Tuesday, September 10: Shumer responds and apologizes — but doesn’t explain discrepancies
Shumer finally issued a statement regarding X tonight at 5:30pm EST apologizing and stating, in part,
Noise as well related to a different post X by Sahil Chaudhary, Founder of Glaive AIa platform that, in keeping with Shumer’s earlier claims, was used to generate synthetic data used to coach the Reflection 70B.
Interestingly enough, Chaudhary’s post he stated that some of the responses from Reflection 70B, saying it is a variant of Claude Anthropic, are still a mystery to him. He also admitted that “the benchmark results I shared with Matt have not been repeatable so far.” Read his full post below:
However, Shumer and Chaudhary’s responses weren’t enough to appease skeptics and critics, including Yuchen Jin, co-founder and chief technology officer (CTO) of the company Hyperbolic laboratoriesproviders of open-access artificial intelligence (AI) cloud solutions.
Jin wrote long post about X detailing how hard he worked to get the Reflection 70B version up on his site and fix the alleged bugs, noting that “I was emotionally hurt by it because we put so much time and energy into it, so I tweeted what my faces looked like over the weekend.”
He also responded to Shumer’s statement with the following words: response to X, writing: “Hi Matt, We’ve spent a lot of time, energy, and GPUs hosting your model, and I’m sad you haven’t responded in the last 30 hours. I think you could be more transparent about what happened (especially why your private API has so much better performance).”
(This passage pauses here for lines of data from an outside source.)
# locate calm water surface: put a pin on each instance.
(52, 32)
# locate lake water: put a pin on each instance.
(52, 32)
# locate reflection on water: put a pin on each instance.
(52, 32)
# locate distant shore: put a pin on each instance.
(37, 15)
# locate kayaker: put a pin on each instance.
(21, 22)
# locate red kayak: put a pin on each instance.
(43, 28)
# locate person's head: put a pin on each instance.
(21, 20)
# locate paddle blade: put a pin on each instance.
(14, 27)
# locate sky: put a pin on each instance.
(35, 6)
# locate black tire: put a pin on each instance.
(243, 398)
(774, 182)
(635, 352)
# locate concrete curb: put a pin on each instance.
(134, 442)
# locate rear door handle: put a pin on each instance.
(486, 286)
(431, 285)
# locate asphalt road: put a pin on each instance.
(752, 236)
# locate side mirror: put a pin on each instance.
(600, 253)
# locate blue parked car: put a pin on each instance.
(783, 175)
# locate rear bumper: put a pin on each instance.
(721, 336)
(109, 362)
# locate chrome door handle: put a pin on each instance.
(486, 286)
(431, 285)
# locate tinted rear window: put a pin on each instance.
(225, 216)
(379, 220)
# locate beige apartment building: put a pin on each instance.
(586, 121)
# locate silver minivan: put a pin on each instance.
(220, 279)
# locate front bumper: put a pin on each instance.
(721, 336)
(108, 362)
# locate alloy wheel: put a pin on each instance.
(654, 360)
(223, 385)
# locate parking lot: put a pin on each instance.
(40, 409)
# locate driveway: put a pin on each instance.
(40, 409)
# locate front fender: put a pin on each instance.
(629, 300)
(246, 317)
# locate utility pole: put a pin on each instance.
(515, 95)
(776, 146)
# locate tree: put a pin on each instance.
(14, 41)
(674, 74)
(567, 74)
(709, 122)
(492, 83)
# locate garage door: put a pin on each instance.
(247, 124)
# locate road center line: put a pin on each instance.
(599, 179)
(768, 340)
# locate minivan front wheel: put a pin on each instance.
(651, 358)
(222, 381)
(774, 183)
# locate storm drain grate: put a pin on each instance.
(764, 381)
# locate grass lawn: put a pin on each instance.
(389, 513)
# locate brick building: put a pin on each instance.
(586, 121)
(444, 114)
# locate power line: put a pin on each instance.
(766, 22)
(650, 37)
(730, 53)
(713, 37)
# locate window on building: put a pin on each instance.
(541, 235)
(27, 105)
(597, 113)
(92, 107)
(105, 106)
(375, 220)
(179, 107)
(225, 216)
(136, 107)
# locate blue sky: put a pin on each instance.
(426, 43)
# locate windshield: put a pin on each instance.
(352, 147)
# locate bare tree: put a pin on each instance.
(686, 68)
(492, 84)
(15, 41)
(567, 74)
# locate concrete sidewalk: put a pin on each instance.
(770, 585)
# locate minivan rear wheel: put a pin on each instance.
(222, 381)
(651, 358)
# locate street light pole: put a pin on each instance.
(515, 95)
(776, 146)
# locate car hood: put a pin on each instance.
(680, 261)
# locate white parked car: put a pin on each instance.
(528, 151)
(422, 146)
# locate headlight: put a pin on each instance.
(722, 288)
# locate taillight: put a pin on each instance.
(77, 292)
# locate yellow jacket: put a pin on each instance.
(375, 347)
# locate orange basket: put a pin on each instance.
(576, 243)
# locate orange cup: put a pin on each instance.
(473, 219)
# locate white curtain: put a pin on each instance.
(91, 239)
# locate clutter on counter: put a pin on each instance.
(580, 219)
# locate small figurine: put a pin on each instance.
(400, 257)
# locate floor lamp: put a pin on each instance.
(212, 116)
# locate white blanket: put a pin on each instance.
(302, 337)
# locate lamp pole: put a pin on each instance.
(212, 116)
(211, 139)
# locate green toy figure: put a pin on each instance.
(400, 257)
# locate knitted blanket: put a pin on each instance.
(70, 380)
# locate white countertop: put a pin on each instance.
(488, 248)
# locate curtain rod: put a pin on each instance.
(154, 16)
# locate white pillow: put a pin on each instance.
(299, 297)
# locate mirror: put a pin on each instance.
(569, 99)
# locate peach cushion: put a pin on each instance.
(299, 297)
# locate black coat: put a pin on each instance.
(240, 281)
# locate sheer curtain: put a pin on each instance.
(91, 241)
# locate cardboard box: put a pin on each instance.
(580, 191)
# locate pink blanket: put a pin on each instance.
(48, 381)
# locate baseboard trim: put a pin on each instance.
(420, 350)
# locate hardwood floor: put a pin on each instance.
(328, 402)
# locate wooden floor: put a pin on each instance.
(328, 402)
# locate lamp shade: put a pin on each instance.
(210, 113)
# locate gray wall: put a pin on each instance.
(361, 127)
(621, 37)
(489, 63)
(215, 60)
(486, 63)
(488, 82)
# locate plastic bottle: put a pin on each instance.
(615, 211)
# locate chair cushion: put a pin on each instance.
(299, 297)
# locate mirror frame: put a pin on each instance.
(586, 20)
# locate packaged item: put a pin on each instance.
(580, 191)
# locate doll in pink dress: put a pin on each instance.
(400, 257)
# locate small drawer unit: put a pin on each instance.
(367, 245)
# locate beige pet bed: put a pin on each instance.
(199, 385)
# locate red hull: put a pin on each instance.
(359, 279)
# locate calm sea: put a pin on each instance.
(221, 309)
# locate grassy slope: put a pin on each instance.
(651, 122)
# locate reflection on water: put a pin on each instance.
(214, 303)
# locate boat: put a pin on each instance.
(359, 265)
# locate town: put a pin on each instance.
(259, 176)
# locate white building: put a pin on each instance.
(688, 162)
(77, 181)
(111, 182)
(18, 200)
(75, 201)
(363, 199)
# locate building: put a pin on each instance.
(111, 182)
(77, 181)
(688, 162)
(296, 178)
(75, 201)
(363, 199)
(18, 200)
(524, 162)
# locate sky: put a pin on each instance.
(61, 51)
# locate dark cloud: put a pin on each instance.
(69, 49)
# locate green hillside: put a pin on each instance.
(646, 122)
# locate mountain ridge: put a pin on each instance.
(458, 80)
Megami Boson, like many others, was unconvinced by Shumer and Chaudhary tonight in terms of the way they described the events, presenting the saga as a collection of mysterious, still unexplained errors born of enthusiasm.
“As far as I can tell, either you’re lying, or Matt Shumer, or both, of course,” he wrote on X, then asked a series of questions. Similarly, the Local Llama subreddit isn’t buying Shumer’s claims:
It stays to be seen whether Shumer and Chaudhary will give you the chance to reply satisfactorily to their critics and skeptics, who include a growing number of members of the online generative AI community.